Depuis une dizaine d'années, Trank roule sa bosse à travers toute l'Europe. Le groupe franco-suisse a même réussi à taper dans les oreilles d'autres mastodontes comme Deep Purple, Anthrax, Disturbed ou Papa Roach. Si ce patriarcat est flatteur, il peut à la longue s'avérer fatal et en cas de faux pas, cruellement éteindre ce qui n'aura été qu'un feu de paille. Heureusement nous n'en sommes pas là et Trank s'est concentré sur ce qu'il sait faire de mieux en nous proposant son deuxième album, ''The Ropes''.
L'album débute avec un 'Shining' étouffant mais efficace avec son refrain fédérateur. C'est comme si le groupe nous glissait sa carte de visite comme pour mieux nous faire comprendre à quelle sauce nous serions mangés. Une première écoute distraite pourrait laisser supposer que le groupe a voulu faire parler la poudre au détriment de toute émotion. Mais Trank a réussi à insuffler à son premier protégé une respiration. Plongés dans une eau noire, nous voyons à travers les remugles une force lumineuse. Cela pourrait expliquer le patronyme du groupe aux confins des genres musicaux : puissant rageur et axé metal (le tank) mais en même temps brûle une flamme intime (la transe) que l'on pourrait retrouver dans la cold wave ou le rock gothique.
Peu ou prou, Trank ne va pas dévier de cette trajectoire, faisant parfois regretter un petit manque de surprise, certaines pistes donnant le sentiment de doublon.
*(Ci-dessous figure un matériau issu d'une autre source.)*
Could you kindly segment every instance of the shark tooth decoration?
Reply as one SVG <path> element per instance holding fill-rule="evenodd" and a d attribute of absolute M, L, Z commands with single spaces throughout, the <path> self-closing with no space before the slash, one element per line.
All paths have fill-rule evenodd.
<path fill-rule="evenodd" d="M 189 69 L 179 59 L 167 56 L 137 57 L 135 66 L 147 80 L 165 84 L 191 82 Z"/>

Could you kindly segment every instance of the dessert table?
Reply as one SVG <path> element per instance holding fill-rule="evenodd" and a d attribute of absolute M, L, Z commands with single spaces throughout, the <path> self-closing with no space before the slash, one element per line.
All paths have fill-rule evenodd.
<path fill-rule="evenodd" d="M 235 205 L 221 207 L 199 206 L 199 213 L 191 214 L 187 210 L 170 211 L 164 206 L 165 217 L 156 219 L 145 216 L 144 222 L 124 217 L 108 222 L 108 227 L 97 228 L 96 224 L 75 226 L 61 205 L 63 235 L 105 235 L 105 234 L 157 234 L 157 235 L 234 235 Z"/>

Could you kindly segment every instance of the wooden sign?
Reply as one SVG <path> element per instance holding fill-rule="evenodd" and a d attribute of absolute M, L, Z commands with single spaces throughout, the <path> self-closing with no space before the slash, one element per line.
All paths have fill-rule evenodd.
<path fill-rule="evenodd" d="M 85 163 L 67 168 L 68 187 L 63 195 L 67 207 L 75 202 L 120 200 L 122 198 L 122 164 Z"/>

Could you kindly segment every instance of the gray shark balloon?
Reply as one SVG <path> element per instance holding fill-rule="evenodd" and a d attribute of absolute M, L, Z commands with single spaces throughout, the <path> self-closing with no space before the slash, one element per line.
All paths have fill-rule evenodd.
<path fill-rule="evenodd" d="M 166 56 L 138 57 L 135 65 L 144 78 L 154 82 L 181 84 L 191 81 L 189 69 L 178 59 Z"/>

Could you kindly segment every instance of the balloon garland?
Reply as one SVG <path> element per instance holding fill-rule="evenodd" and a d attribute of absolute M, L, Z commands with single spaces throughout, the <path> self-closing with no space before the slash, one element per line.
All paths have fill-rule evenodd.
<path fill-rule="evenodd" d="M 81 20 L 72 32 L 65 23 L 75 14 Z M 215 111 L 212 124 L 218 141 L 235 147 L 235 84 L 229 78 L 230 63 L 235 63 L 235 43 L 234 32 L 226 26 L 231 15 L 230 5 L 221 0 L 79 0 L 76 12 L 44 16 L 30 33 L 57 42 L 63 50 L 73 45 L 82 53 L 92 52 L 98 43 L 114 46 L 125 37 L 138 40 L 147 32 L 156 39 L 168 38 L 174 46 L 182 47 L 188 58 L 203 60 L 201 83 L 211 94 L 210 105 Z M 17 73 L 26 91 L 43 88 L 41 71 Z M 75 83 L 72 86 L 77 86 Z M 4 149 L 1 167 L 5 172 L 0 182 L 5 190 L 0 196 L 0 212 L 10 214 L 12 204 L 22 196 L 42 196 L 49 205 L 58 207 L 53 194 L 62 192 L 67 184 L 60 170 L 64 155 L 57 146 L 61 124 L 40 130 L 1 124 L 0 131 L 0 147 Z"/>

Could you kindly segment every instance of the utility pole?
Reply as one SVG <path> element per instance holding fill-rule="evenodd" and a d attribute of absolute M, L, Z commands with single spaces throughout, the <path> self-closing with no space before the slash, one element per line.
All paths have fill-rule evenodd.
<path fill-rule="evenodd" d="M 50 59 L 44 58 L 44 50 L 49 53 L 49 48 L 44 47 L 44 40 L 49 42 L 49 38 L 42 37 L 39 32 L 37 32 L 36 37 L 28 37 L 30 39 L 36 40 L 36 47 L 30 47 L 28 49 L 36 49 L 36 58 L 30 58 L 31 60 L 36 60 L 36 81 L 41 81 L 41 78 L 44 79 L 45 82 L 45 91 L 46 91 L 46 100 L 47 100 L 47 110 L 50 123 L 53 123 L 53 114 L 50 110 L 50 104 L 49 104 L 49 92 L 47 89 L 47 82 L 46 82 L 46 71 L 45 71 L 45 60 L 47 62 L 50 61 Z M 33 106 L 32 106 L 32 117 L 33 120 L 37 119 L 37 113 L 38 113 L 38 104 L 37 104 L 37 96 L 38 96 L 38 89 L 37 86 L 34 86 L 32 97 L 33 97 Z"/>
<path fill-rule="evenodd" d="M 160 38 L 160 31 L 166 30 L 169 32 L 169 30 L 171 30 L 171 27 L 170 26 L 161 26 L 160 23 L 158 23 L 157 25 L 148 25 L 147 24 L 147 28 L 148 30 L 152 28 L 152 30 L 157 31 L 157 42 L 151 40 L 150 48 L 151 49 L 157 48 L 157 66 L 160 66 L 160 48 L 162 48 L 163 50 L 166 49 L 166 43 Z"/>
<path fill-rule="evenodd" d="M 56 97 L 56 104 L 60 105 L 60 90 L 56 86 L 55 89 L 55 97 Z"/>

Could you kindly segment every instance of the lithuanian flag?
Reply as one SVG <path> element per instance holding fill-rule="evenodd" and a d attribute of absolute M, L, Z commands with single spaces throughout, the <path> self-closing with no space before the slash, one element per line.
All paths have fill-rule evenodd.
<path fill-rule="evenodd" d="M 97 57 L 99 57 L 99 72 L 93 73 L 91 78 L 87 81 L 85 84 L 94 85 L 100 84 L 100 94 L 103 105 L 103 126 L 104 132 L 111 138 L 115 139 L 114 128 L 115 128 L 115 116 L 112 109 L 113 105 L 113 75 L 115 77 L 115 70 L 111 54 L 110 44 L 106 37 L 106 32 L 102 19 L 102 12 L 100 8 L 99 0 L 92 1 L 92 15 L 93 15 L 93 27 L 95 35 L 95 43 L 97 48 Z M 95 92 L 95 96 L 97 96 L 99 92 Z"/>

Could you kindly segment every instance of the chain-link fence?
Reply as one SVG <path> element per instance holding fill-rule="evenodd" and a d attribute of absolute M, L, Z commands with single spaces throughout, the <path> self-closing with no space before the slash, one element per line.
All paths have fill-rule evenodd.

L'intrépide auditeur en quête de sensations n'en sera pourtant pas dépourvu. 'The Road' est un voyage au-dessus des étendues ténébreuses : 'The Ropes' se drape d'une couleur progressive, 'Forever And A Day' met de côté sa rage pour se concentrer sur l'atmosphère de regret qui en découle (ou peut-être pour nous préparer aux flammes de 'In Troubled Times'). Michel André Jouveaux est le porte-parole de notre enfer intime. Sa voix épouse la dualité de la musique du groupe. Pétrie de rage, au son du cri final de 'Take The Money And Run', elle sait aussi se faire mélancolique comme sur 'Undress To Kill', teinté d'un fort esprit nostalgique. L'album s'achève en apothéose avec l'instrumental 'Refugee'. Ne serait-ce pas un indice pour nous révéler la nouvelle forme de Trank : du metal atmosphérique ?
Trank n'a peut-être pas réalisé l'album de l'année, la faute en est à sa formule parfois prévisible. Mais l'écoute - voire les écoutes - de ''The Ropes'' est hautement conseillée à l'auditeur ouvert qui aurait envie de traverser le portail de la mélancolie et des ténèbres. De nature schizophrène, la musique de Trank est la bande-son parfaite d'une descente aux enfers.